Thursday, July 9, 2015

Babe.

I like the word babe.
Not this whole bae crap that has come about.

Whatever happened to actual English?
Not shortening everything so you sound stupid.
Like spelling everything out.

Sorry, English major rants.
If a man ever calls me "bae" he is out.
Nope nope and a nope.

Babe is good
Bae is bad.

Just make the effort and do not cut out that second b.



This all came out today because shocker, something happened at work.
This was however at There's No Place Like Home.
All of my favorite things happen there honestly.
Maybe its because the boys and I are buds and the ladies love me.
And I get the funniest and most genuine compliments there.
I can have fun.

So here we have another moment of Matt randomly complimenting me.
It always seems to happen whenever i'm washing my hands or putting on lipstick in the back mirror.
No one else around which is nice because i'm probably the most awkward person to compliment.
Because most of the time when I get complimented its not genuine and people usually have an agenda.
Matt however does not.

Well you know how a few days ago, he randomly told me that I have a strong presence?
Yep, overwhelmed me again with a compliment.
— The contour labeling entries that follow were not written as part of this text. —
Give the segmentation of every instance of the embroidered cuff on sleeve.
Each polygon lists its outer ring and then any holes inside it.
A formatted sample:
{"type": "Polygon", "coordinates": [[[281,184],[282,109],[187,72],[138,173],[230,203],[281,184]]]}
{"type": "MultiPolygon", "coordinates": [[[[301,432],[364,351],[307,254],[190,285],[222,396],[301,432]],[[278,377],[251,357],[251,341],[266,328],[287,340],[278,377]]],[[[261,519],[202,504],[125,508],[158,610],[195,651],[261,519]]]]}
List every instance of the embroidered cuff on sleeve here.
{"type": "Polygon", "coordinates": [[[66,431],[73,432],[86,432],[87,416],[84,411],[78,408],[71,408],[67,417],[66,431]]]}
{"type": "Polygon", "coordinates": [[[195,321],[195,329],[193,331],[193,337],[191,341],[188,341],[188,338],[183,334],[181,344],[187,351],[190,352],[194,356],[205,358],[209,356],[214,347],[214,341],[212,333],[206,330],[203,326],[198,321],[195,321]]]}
Now as a disclaimer, i'm not looking so hot right now.
Some days I just cant find exactly what I want to wear.
Some days my skin decides today is the day its going to look like crap and no ammount of makeup can cover all the imperfections.
Some days certain events just decide to happen, which make all females feel like crap that particular day.
And some days your hair just decides today is the day its going to be frizzy and weird.

This was today.
So i'm not looking or feeling too hot.
And as i'm putting on a bright pink lip to make myself feel pretty even though I don't really know how that'll help.
I'm leaning into the sink, and I've just talked to Matt like 2 minutes before hand.
He comes back in, I see him in the mirror looking at me for a second, and then he says out of the blue, "Julia, you are a babe. Don't you forget it or let anyone let you think otherwise"



This triggers a Julia reaction that is very similar to a Julia 6 years ago.
Awkward and weird.
I literally start puffing and snorting.
It just came so out of left field.

And I guess I would have been able to believe it a little bit better if I had actually had something go right with my appearance today.

But eventually I do accept it and say thank you.
I'm getting slowly better at taking compliments actually.



But getting called a babe.
Thats something more than just beautiful or sexy.
Its like you are the whole package of wonderful.

So if you ever want to impress a girl, gentlemen take note, be sincere and call her a babe.
Not a freaking bae.

That is dumb and I will hit you upside the head if you ever do that!